Trade Paper Box #16 – Ultimate Galactus, la Trilogie
10 octobre 2010[FRENCH] En matière de comics comme dans la « vraie vie », le snobisme est un danger immense, une pente insidieuse qui attire naturellement chaque passionné. En bon masochiste, en voulant défendre LA continuité, « sa » continuité historique, le lecteur assidu d’aventures super-héroïque encourage – souvent inconsciemment – l’immobilisme, ou tout au moins la frilosité, de ses éditeurs fétiches. A dire vrai, on devient vite conservateur, et l’âge n’arrange rien…

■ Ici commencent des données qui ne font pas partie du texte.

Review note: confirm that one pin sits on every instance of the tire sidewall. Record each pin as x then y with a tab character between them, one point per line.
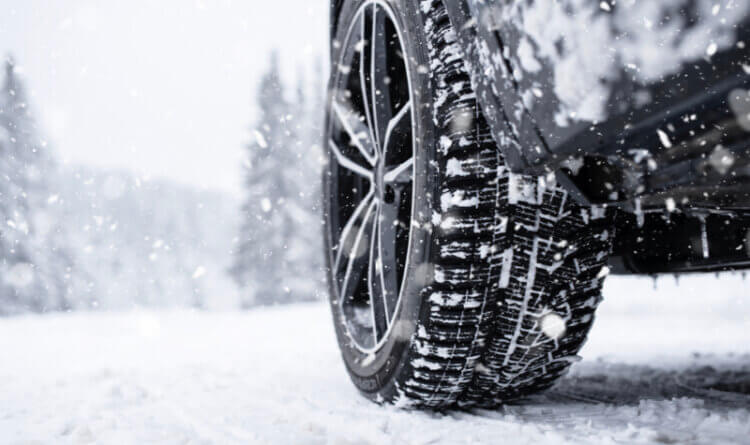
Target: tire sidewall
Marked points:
377	376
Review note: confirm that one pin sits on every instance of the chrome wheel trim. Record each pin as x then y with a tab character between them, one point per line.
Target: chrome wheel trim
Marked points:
367	140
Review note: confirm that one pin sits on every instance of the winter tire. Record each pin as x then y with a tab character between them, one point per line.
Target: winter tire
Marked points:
453	282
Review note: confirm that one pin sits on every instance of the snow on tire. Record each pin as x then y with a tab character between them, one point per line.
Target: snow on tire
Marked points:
515	266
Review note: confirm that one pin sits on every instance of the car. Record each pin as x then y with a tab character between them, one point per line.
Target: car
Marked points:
491	162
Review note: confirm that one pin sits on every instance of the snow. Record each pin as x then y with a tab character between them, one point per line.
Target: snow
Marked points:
274	376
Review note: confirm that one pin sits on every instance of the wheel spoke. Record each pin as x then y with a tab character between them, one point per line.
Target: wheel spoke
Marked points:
386	275
358	132
364	76
400	174
353	247
375	284
401	122
349	163
380	94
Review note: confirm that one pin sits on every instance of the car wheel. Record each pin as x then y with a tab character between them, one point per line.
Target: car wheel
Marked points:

Alors bien logiquement, lorsque Marvel décida de lancer l’univers parallèle rebooté et regroupé sous la bannière « Ultimate », en 2000, que n’a-t-on pas entendu sur l’attitude désinvolte qui permettait à la « Maison des Idées » de s’asseoir sur quarante ans de publications. Soyez décontractés, amis lecteurs, votre serviteur s’inclut parmi ces maudits détracteurs de la première heure. Faute avouée, à demi pardonnée, car il faut bien constater que la lecture de ce fabuleux « Ultimate Galactus » balaie tous les aprioris ridicules qui peuvent, quelle que soit l’époque, ponctuer les discussions de fans trop intransigeants. Edité chez Panini France en mai dernier, ce TPB regroupe en un seul volume bien dense les trois chapitres intitulés « Nightmare », « Secret » et « Extinction », trilogie publiée aux Etats-Unis entre octobre 2004 et juillet 2006. Quelque 14 épisodes qui justifient à eux seuls largement la création d’une ligne « Ultimate » aussi inégale que décriée.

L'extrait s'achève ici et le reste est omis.